The possibility of a legal person being a victim of criminal defamation has been the subject of a lot of doctrinal and jurisprudential inquiry. This is because, it is understood that the criminal defamation is an offence against “honour” and “respect” which are innate qualities of a human being. Only the individual could institute criminal proceedings as the injured for defamation.

If we look at the content of the Penal Code (PC), namely on the Special Section in Chapter VIII “Crimes against Honor,” it appears that the lawgiver did not expressly address the possibility of a legal person or entity to be a victim of a legal type of criminal defamation, made only for entities that exercise public authority.

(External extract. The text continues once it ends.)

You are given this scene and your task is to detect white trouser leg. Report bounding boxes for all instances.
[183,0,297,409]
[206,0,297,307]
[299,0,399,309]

However, despite the fact that the Law does not expressly refer to legal persons as the object of criminal defamation, we believe, in our opinion, that the article 229 of the PC applies to legal persons of private law, namely, with respect to commercial companies. There is no room for doubt that the statement and dissemination of unfavourable information in respect of a legal person can cause disbelief in the market so far as to, for example, cause loss of goodwill, prestige, reputation or trust and frustrate the ability to pursue its purpose.

Thus, the prestige, the image and good name, essential personality values inherent in every human being and that are part of the concept of honor in regard to natural persons, are also vital and interrelated when it comes to the legal person in furtherance of its commercial purpose. The “honor” of legal persons is not honor in a restricted sense which is applicable to natural persons, but rather the concept should be given a broad interpretation, covering the good name, image, reputation, prestige, credibility, trust put in itself. As such these concepts deserve criminal protection because undeniably the imputation of untrue and offensive facts can affect your reputation and fame in the market.

The word “others” referred to in article 229 CP means persons, covering both natural persons and legal persons, subject to the protection in civil matters (483 and 484, both of the Civil Code). In fact, today, and in this sense that the jurisprudence and doctrine express this matter, although it is recognized that legal person’s personality rights are limited.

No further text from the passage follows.